Trapped behind the plate-glass windows of the bar and cut off from the world, the surviving patrons manage to figure out the what and the why of their situation. Disparity and distrust becomes unity becomes watching out for number one, the differing attitudes coming in waves driven by the different development arising…
While blackly funny, The Bar never loses sight of its thriller aspects nor of its exploration of human nature under enormous stress. Certain plot aspects do not survive strong scrutiny — the quickness with which a central Madrid neighborhood is emptied for one, for example, not to mention the total lack of social-media rubberneckers that such an event would engender in real life — but the speed and suspense and tension of the narrative make it close to impossible to notice, much less dwell, on such flaws. Even the red herring of the rucksack of the character of Nacho (Mario Casas of the unpleasant but intriguing thriller The Occupant [2020 / trailer] & de la Iglesia's Witching Bitching [2013 / trailer]) and his almost slapstick attempt to hide it escalates so quickly that one [almost] forgets to ask "Why?" in regards to his actions.
Arguably, the last 15 minutes of The Bar do swerve a bit too much into the realm of the bodycounter, with the most predictable choice of all the survivors becoming an almost typically unstoppable killing machine. That aspect, however, also enables to the movie to ratchet the tension even as it returns to its exploration of personal growth and sacrifice. Likewise, the final street scenes could also have been shortened, for although a point is made (the disinterest of urban society and, in turn, how readily the masses overlook/ignore the abnormal in a modern urban setting), by extending the event throughout most of the credit sequence it ends up becoming an example of the male objectification of women instead of the social criticism de la Iglesia wants to pretend he's presenting. (Anyone else out there catch the obvious visual reference to certain photos of one of the greatest objectifiers of all time, Helmut Newton?) That said, any hetero male would probably agree that Blanca Suárez is a woman well worth objectifying, and she does look hot even in filthy skimpies. (Mario Casas's hipster Karl Marx beard, on the other hand, stops him from being sexy even when he's in his tighty-whities.) Lastly, The Bar also totally ignores (but then it is a movie and not a TV series) the fact that, in the end, in all likelihood no virus was contained, for the bodies of two possibly infected people remain in a place that would be ideal for its quick spread.

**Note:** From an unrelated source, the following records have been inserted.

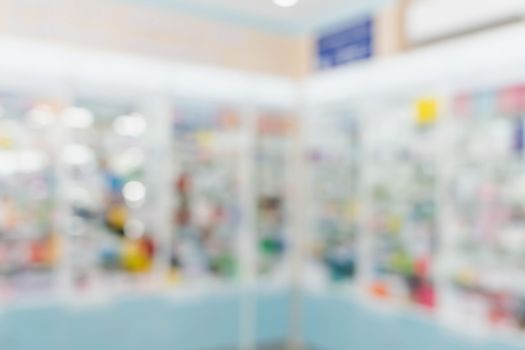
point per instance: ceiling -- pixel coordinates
(308, 15)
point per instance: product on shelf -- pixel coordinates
(402, 217)
(29, 234)
(333, 156)
(272, 191)
(106, 193)
(208, 154)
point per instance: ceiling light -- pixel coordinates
(285, 3)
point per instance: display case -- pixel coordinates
(333, 161)
(401, 217)
(274, 188)
(29, 232)
(208, 156)
(483, 261)
(110, 214)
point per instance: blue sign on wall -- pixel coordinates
(350, 43)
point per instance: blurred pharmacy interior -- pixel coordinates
(262, 174)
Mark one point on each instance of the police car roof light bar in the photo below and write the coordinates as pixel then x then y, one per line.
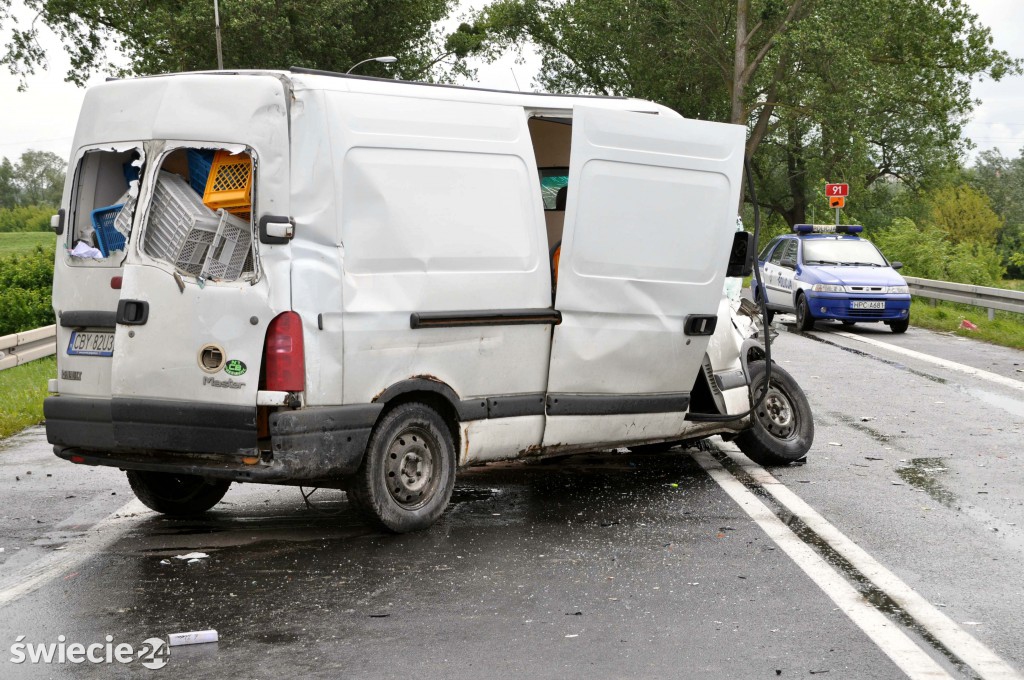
pixel 827 228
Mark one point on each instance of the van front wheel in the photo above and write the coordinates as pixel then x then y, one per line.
pixel 176 495
pixel 408 473
pixel 783 427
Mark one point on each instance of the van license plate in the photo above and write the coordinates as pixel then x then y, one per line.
pixel 91 343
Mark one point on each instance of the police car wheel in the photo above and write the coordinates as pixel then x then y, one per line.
pixel 899 326
pixel 408 474
pixel 176 495
pixel 760 300
pixel 804 320
pixel 782 428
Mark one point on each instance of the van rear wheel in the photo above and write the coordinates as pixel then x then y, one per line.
pixel 176 495
pixel 408 473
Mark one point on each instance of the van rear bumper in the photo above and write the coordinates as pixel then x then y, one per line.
pixel 210 440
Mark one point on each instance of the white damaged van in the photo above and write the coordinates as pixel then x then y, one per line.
pixel 304 278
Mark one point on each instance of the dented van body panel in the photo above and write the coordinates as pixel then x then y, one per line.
pixel 399 230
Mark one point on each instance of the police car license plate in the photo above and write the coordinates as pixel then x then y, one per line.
pixel 91 343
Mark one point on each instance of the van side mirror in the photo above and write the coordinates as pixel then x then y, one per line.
pixel 56 222
pixel 275 230
pixel 741 255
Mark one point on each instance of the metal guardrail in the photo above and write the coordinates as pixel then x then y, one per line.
pixel 979 296
pixel 18 348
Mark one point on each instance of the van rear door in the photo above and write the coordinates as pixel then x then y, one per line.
pixel 649 219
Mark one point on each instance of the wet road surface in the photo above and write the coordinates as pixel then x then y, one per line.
pixel 609 564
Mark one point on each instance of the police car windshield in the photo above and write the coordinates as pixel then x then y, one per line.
pixel 848 252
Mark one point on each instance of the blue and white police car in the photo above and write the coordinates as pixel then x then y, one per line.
pixel 826 271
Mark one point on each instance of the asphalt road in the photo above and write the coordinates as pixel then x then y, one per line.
pixel 895 551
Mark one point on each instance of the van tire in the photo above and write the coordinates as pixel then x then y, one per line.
pixel 176 495
pixel 407 476
pixel 782 428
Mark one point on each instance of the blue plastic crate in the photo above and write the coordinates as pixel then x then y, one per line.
pixel 108 239
pixel 200 163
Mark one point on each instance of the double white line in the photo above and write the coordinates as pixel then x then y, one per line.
pixel 886 634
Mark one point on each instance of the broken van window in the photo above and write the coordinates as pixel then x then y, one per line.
pixel 107 185
pixel 200 216
pixel 553 179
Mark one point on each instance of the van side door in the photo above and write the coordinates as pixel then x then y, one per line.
pixel 650 213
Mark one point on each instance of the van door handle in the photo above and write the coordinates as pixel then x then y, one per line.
pixel 132 312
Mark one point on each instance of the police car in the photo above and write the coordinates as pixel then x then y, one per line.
pixel 826 271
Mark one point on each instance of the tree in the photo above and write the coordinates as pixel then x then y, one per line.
pixel 966 215
pixel 37 179
pixel 854 90
pixel 8 190
pixel 1001 179
pixel 166 36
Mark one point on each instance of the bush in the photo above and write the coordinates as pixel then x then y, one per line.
pixel 26 282
pixel 927 252
pixel 26 218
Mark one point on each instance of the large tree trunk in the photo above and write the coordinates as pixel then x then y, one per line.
pixel 739 76
pixel 797 169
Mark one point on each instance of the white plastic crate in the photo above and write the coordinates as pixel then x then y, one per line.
pixel 123 221
pixel 197 241
pixel 226 258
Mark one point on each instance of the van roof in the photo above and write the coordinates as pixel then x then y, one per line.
pixel 328 80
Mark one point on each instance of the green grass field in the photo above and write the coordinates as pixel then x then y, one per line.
pixel 20 242
pixel 1006 330
pixel 24 388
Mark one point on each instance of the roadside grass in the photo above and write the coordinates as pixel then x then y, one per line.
pixel 24 242
pixel 24 388
pixel 1006 330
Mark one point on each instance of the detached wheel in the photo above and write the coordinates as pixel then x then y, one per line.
pixel 899 326
pixel 408 473
pixel 782 428
pixel 176 495
pixel 804 320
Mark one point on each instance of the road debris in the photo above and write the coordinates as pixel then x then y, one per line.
pixel 196 637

Whatever easily overlooked flaws are found in The Bar, none in any way hamper the effectiveness of the film as a suspense movie or black comedy. The tightness of de la Iglesia direction, the sincerity of the actors, and the speed and twists and humor of the narrative make sure that one is too engrossed by the events at hand to dwell upon any creative glitches. The Bar is well worth watching, and is definitely a satisfying filmic experience. And Spanish filmmaker Álex de la Iglesia really deserves greater international recognition.